Year: 2020
Category: Cultural Architecture
Skills: Rhino, Photoshop, Illustrator
Both sculpture and architecture experience the same design process, the manipulation of three-dimensional space. Throughout the years sculpture went from being associated with monuments and places to isolated and abstract. Another boundary of architecture is landscape. Over many years landscape has become a territory that separated sculpture from architecture. By using the study of sculpture we can start to analyze the fluidity of all three practices, sculpture, landscape, and architecture. In this project, the art of sculpture was experimented at various scales. The relationship between sculpture, landscape, and architecture was developed through a series of iterations. By replicating the ceramic work of the artist Takuto Kuwata, displacement maps were created. By using the art of sculpture it enabled a continuity between landscape and architecture. The Tang Museum serves as a walkthrough experience of a collection of storage artwork of sculptures and other mediums for students at Skidmore college in New York. The Tang Museum integrates a part of the campus that has not been explored by allowing students to connect to nature and art like the architecture is a connection between landscape and the sculpture of the building.
This Rendering captures the dynamic of the building from one end. The view is unique to other views captured because the architecture is lost in it's environment and the sense of depth starts to be obscure.
The Museum is immersed into the forest zone of the college campus. The geometry is clearly shown here. The unique form stretches' from student dorm are to education facilities providing students and faculty a physical space for freedom of mind.

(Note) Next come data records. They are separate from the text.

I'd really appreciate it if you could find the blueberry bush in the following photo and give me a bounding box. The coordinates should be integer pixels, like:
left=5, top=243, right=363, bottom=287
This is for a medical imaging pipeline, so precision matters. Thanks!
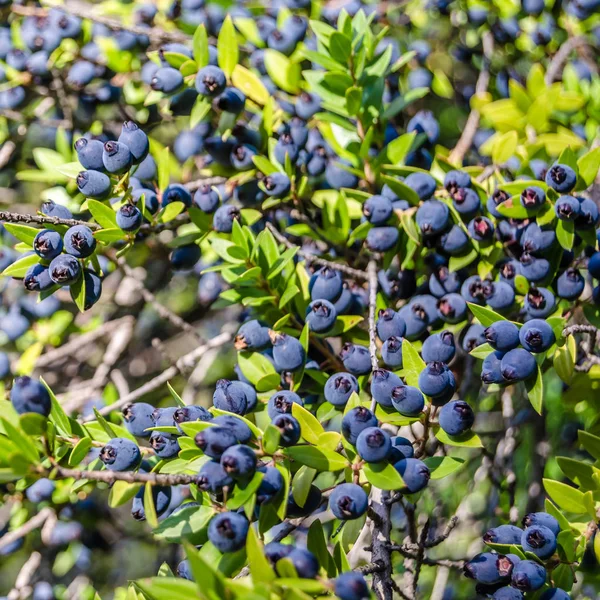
left=1, top=0, right=600, bottom=599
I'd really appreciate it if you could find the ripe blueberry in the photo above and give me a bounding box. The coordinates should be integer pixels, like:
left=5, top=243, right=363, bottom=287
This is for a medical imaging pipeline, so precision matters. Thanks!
left=342, top=407, right=378, bottom=444
left=340, top=343, right=372, bottom=375
left=324, top=372, right=358, bottom=407
left=329, top=483, right=368, bottom=520
left=422, top=331, right=456, bottom=363
left=394, top=458, right=431, bottom=493
left=511, top=560, right=546, bottom=591
left=116, top=204, right=143, bottom=232
left=519, top=319, right=555, bottom=353
left=270, top=332, right=305, bottom=372
left=64, top=225, right=96, bottom=258
left=306, top=299, right=337, bottom=332
left=521, top=525, right=557, bottom=559
left=33, top=229, right=63, bottom=260
left=334, top=572, right=370, bottom=600
left=198, top=460, right=233, bottom=494
left=376, top=308, right=406, bottom=341
left=500, top=348, right=537, bottom=382
left=464, top=553, right=514, bottom=585
left=102, top=141, right=133, bottom=174
left=220, top=444, right=257, bottom=481
left=545, top=164, right=576, bottom=193
left=267, top=390, right=303, bottom=419
left=195, top=426, right=238, bottom=459
left=391, top=385, right=425, bottom=416
left=438, top=400, right=474, bottom=436
left=483, top=524, right=524, bottom=545
left=99, top=438, right=141, bottom=471
left=371, top=369, right=403, bottom=408
left=272, top=414, right=301, bottom=446
left=207, top=511, right=249, bottom=553
left=382, top=336, right=403, bottom=368
left=356, top=426, right=391, bottom=463
left=522, top=512, right=560, bottom=536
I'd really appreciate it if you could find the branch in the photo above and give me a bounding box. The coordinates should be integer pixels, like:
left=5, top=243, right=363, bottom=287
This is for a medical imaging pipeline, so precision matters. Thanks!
left=448, top=32, right=493, bottom=166
left=367, top=260, right=379, bottom=408
left=81, top=327, right=234, bottom=420
left=369, top=489, right=394, bottom=600
left=45, top=465, right=199, bottom=486
left=0, top=508, right=55, bottom=552
left=7, top=551, right=41, bottom=600
left=545, top=36, right=591, bottom=84
left=10, top=2, right=191, bottom=46
left=265, top=222, right=368, bottom=281
left=186, top=176, right=229, bottom=191
left=425, top=516, right=458, bottom=548
left=411, top=519, right=431, bottom=595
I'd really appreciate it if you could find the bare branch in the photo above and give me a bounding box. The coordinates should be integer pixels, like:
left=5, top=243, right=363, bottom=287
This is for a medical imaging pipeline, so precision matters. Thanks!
left=545, top=36, right=591, bottom=84
left=367, top=260, right=379, bottom=410
left=0, top=508, right=55, bottom=552
left=370, top=488, right=394, bottom=600
left=7, top=551, right=42, bottom=600
left=45, top=465, right=199, bottom=486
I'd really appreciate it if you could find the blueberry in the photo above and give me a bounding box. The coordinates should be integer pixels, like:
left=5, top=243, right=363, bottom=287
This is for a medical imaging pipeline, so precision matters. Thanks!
left=265, top=541, right=293, bottom=564
left=230, top=144, right=257, bottom=171
left=519, top=319, right=555, bottom=353
left=150, top=66, right=184, bottom=93
left=404, top=172, right=437, bottom=200
left=235, top=320, right=271, bottom=351
left=324, top=372, right=359, bottom=407
left=492, top=587, right=524, bottom=599
left=464, top=553, right=514, bottom=585
left=340, top=343, right=372, bottom=375
left=170, top=245, right=201, bottom=271
left=388, top=436, right=415, bottom=461
left=382, top=336, right=403, bottom=368
left=208, top=512, right=249, bottom=553
left=100, top=438, right=141, bottom=471
left=198, top=460, right=233, bottom=493
left=177, top=559, right=193, bottom=580
left=271, top=332, right=305, bottom=372
left=163, top=183, right=192, bottom=207
left=481, top=351, right=506, bottom=384
left=520, top=223, right=555, bottom=254
left=468, top=216, right=495, bottom=242
left=135, top=154, right=157, bottom=182
left=193, top=184, right=220, bottom=212
left=173, top=406, right=212, bottom=433
left=520, top=186, right=546, bottom=208
left=394, top=458, right=431, bottom=493
left=256, top=465, right=284, bottom=504
left=461, top=275, right=488, bottom=305
left=295, top=92, right=321, bottom=119
left=215, top=87, right=246, bottom=114
left=41, top=200, right=73, bottom=219
left=211, top=415, right=252, bottom=444
left=213, top=205, right=240, bottom=233
left=485, top=281, right=516, bottom=312
left=116, top=204, right=143, bottom=232
left=519, top=252, right=549, bottom=283
left=46, top=521, right=84, bottom=546
left=485, top=321, right=520, bottom=352
left=272, top=414, right=301, bottom=446
left=416, top=200, right=450, bottom=236
left=48, top=254, right=80, bottom=285
left=438, top=400, right=474, bottom=436
left=391, top=385, right=425, bottom=416
left=342, top=407, right=378, bottom=444
left=195, top=426, right=238, bottom=459
left=32, top=582, right=55, bottom=600
left=511, top=560, right=546, bottom=591
left=444, top=170, right=471, bottom=195
left=76, top=170, right=111, bottom=199
left=356, top=426, right=391, bottom=462
left=102, top=141, right=133, bottom=174
left=452, top=187, right=481, bottom=219
left=26, top=478, right=55, bottom=503
left=398, top=302, right=429, bottom=340
left=522, top=512, right=560, bottom=536
left=363, top=195, right=393, bottom=225
left=366, top=226, right=399, bottom=252
left=375, top=308, right=406, bottom=341
left=306, top=299, right=337, bottom=332
left=325, top=159, right=359, bottom=189
left=334, top=572, right=370, bottom=600
left=64, top=225, right=96, bottom=258
left=75, top=138, right=105, bottom=171
left=554, top=194, right=580, bottom=221
left=150, top=431, right=180, bottom=458
left=429, top=267, right=461, bottom=298
left=545, top=164, right=576, bottom=193
left=267, top=29, right=297, bottom=55
left=213, top=379, right=251, bottom=414
left=439, top=225, right=469, bottom=255
left=220, top=444, right=256, bottom=481
left=406, top=110, right=439, bottom=143
left=195, top=65, right=226, bottom=97
left=539, top=589, right=571, bottom=600
left=268, top=390, right=303, bottom=419
left=499, top=260, right=520, bottom=288
left=521, top=525, right=557, bottom=559
left=437, top=293, right=467, bottom=323
left=576, top=197, right=599, bottom=229
left=122, top=402, right=155, bottom=437
left=483, top=524, right=524, bottom=545
left=422, top=331, right=455, bottom=363
left=118, top=121, right=149, bottom=163
left=500, top=348, right=537, bottom=382
left=329, top=483, right=368, bottom=520
left=371, top=369, right=403, bottom=408
left=418, top=361, right=455, bottom=399
left=0, top=352, right=10, bottom=380
left=525, top=287, right=555, bottom=318
left=33, top=229, right=63, bottom=260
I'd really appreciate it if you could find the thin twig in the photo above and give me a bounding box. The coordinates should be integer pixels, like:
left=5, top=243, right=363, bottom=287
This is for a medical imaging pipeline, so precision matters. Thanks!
left=7, top=551, right=41, bottom=600
left=0, top=508, right=55, bottom=552
left=448, top=32, right=493, bottom=165
left=367, top=260, right=379, bottom=409
left=81, top=328, right=234, bottom=420
left=185, top=176, right=229, bottom=191
left=425, top=516, right=459, bottom=548
left=545, top=36, right=591, bottom=84
left=370, top=488, right=394, bottom=600
left=265, top=222, right=368, bottom=280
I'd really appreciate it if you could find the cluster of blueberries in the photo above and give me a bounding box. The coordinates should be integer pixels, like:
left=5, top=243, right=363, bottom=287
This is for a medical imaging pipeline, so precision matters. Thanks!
left=464, top=512, right=570, bottom=599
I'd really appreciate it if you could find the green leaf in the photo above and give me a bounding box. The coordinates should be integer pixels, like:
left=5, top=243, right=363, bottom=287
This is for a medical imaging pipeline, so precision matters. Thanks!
left=237, top=351, right=277, bottom=386
left=231, top=64, right=269, bottom=105
left=387, top=133, right=416, bottom=165
left=94, top=228, right=125, bottom=243
left=227, top=471, right=264, bottom=510
left=577, top=147, right=600, bottom=187
left=157, top=147, right=170, bottom=191
left=553, top=336, right=575, bottom=384
left=284, top=446, right=349, bottom=472
left=154, top=504, right=215, bottom=542
left=329, top=32, right=352, bottom=63
left=193, top=24, right=209, bottom=68
left=492, top=131, right=518, bottom=165
left=262, top=424, right=281, bottom=455
left=87, top=200, right=117, bottom=229
left=291, top=465, right=317, bottom=507
left=291, top=403, right=324, bottom=445
left=543, top=479, right=587, bottom=514
left=467, top=302, right=508, bottom=327
left=217, top=15, right=239, bottom=77
left=363, top=462, right=405, bottom=490
left=556, top=219, right=575, bottom=250
left=423, top=456, right=466, bottom=479
left=253, top=155, right=279, bottom=175
left=190, top=97, right=212, bottom=130
left=159, top=201, right=185, bottom=223
left=246, top=525, right=276, bottom=583
left=402, top=339, right=425, bottom=388
left=3, top=223, right=39, bottom=246
left=135, top=577, right=200, bottom=600
left=433, top=426, right=483, bottom=448
left=264, top=50, right=301, bottom=94
left=69, top=271, right=86, bottom=313
left=41, top=377, right=71, bottom=436
left=69, top=437, right=92, bottom=467
left=525, top=365, right=543, bottom=415
left=143, top=484, right=159, bottom=529
left=0, top=419, right=38, bottom=463
left=1, top=253, right=40, bottom=278
left=469, top=343, right=494, bottom=359
left=578, top=430, right=600, bottom=460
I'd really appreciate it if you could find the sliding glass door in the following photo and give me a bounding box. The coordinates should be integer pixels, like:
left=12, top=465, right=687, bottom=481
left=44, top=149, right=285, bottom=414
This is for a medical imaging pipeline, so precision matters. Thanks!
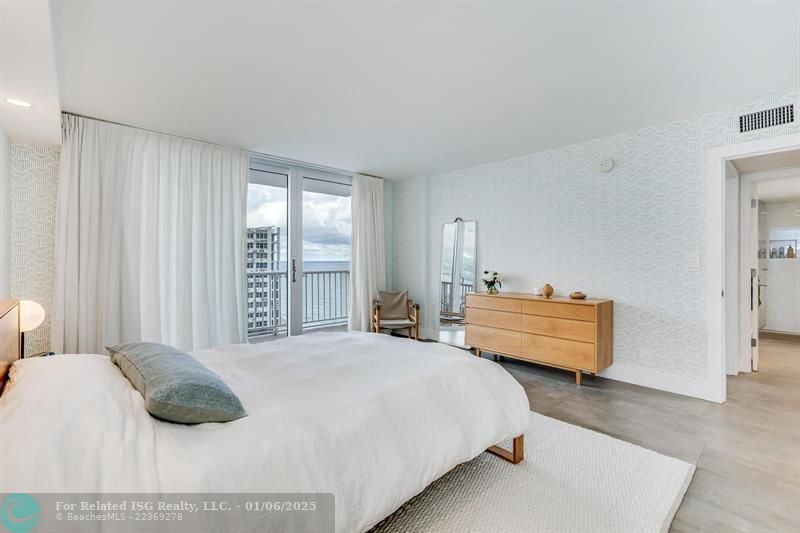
left=247, top=166, right=289, bottom=339
left=301, top=175, right=352, bottom=332
left=247, top=158, right=351, bottom=340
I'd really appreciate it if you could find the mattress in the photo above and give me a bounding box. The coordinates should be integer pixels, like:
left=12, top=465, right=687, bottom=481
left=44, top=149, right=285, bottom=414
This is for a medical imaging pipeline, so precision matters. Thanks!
left=0, top=332, right=529, bottom=532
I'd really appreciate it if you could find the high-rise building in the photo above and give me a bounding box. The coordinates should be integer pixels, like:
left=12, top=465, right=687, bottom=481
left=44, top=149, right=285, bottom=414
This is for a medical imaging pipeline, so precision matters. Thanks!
left=247, top=226, right=281, bottom=271
left=246, top=226, right=282, bottom=334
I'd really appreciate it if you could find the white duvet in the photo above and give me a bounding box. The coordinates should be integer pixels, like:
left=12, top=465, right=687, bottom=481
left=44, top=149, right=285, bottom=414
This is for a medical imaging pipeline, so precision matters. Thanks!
left=0, top=332, right=529, bottom=532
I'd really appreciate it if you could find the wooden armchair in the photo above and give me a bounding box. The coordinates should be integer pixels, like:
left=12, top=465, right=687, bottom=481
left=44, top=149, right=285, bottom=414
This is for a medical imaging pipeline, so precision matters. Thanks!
left=372, top=290, right=420, bottom=340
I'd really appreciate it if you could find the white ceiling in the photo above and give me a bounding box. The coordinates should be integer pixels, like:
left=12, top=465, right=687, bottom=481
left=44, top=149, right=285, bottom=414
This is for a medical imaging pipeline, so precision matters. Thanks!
left=0, top=1, right=61, bottom=145
left=734, top=150, right=800, bottom=174
left=757, top=176, right=800, bottom=202
left=3, top=1, right=800, bottom=178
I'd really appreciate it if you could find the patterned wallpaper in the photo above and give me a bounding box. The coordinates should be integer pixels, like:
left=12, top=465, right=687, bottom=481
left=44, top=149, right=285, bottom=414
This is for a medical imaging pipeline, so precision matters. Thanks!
left=390, top=92, right=800, bottom=382
left=10, top=144, right=60, bottom=354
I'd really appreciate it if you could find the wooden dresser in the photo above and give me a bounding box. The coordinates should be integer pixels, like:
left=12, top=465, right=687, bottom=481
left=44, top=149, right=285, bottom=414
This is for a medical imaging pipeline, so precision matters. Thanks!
left=0, top=300, right=21, bottom=392
left=465, top=292, right=613, bottom=384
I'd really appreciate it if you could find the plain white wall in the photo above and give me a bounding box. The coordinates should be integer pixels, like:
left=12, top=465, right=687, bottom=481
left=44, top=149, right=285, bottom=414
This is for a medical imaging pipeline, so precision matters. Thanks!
left=759, top=199, right=800, bottom=333
left=758, top=202, right=768, bottom=329
left=0, top=123, right=10, bottom=298
left=761, top=199, right=800, bottom=242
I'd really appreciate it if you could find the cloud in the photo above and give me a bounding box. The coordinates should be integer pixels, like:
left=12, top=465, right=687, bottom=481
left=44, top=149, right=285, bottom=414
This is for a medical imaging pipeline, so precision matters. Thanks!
left=247, top=184, right=351, bottom=262
left=302, top=191, right=352, bottom=247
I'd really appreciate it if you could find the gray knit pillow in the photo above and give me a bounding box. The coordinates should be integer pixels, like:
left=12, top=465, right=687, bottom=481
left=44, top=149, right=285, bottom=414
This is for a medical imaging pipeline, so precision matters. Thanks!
left=107, top=342, right=246, bottom=424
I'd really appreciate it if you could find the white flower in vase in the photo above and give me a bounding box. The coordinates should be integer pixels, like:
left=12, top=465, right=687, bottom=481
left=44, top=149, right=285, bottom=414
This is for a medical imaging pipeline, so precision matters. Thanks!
left=481, top=270, right=502, bottom=295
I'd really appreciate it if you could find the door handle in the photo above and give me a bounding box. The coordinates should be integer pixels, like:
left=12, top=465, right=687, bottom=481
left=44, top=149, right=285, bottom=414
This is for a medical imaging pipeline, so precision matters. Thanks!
left=291, top=259, right=297, bottom=283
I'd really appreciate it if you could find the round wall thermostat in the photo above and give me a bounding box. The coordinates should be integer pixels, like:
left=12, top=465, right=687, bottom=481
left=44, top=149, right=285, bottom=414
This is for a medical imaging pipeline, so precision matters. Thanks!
left=599, top=159, right=614, bottom=173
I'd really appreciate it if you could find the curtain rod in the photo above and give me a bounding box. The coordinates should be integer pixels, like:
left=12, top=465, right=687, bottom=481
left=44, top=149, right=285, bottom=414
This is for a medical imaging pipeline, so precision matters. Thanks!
left=61, top=111, right=384, bottom=180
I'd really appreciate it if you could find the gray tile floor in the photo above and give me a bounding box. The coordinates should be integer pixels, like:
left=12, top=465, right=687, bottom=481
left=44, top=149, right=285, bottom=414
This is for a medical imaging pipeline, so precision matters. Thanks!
left=480, top=336, right=800, bottom=532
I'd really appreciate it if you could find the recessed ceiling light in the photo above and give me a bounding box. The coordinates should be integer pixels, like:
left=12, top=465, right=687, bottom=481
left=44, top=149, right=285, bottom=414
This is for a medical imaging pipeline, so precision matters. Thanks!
left=5, top=98, right=32, bottom=108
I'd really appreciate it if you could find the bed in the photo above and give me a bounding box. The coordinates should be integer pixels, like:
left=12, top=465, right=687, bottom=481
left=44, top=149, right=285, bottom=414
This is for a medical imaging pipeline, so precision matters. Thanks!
left=0, top=332, right=529, bottom=532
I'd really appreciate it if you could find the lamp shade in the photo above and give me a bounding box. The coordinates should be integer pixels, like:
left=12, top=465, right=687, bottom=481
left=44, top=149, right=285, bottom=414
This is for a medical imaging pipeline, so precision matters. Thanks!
left=19, top=300, right=45, bottom=333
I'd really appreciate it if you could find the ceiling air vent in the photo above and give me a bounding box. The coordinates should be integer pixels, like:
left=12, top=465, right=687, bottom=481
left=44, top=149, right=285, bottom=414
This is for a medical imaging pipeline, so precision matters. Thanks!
left=739, top=104, right=794, bottom=133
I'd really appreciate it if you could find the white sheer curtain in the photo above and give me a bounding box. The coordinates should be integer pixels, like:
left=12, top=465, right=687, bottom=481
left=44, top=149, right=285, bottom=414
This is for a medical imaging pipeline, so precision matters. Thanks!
left=51, top=114, right=248, bottom=354
left=348, top=174, right=386, bottom=331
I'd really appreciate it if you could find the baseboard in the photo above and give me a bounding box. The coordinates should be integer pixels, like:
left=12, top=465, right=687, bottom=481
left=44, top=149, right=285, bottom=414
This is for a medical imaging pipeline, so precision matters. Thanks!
left=760, top=330, right=800, bottom=341
left=424, top=329, right=720, bottom=402
left=599, top=365, right=720, bottom=403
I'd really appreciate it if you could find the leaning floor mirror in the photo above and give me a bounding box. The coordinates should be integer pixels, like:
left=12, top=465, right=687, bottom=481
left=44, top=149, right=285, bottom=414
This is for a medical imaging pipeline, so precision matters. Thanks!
left=438, top=219, right=477, bottom=347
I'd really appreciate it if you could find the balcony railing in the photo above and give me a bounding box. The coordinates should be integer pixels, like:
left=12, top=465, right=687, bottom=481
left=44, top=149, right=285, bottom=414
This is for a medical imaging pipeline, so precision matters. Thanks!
left=247, top=270, right=350, bottom=336
left=440, top=280, right=474, bottom=314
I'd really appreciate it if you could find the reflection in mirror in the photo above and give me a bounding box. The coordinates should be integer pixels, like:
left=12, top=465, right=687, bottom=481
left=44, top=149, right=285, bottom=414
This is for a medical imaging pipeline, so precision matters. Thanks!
left=439, top=220, right=476, bottom=347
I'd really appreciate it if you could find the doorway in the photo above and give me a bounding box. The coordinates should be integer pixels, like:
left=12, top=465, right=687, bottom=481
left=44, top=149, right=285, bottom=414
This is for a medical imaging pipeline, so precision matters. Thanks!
left=705, top=134, right=800, bottom=402
left=724, top=149, right=800, bottom=376
left=247, top=156, right=352, bottom=341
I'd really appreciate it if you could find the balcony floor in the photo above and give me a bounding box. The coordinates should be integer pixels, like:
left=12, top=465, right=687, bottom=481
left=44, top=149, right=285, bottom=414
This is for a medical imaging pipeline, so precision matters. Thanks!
left=248, top=323, right=348, bottom=343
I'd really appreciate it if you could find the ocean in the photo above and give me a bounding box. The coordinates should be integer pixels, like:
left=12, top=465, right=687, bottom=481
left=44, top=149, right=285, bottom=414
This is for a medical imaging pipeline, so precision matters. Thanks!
left=249, top=261, right=350, bottom=327
left=301, top=261, right=350, bottom=272
left=273, top=261, right=350, bottom=272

The form of the Museum shapes the circulation of the visitor experience. The floors intertwine and elevate in elevation throughout. As shown in this plan, there are certain parts that are shown at the highest level. Parts of the floor are shown in the distance which gives a sense of depth and understanding that the building moves. This adds to the experience of being in the woods and adapting to the irregularity of it's landscape.
The materiality is seen at a closer perspective in this image. The reflectivity of the glass allows the architecture to blend into it's environment.
This image shows a section of the museum where artwork is displayed as visitors walk through the building. Looking through the full height floor to ceiling glazing is the fully enclosed body of the museum that intersects the fully exposed body. This opposite dynamic provides two different experiences. One in which a visitor experiences nature in all views and another where art is displayed in every direction.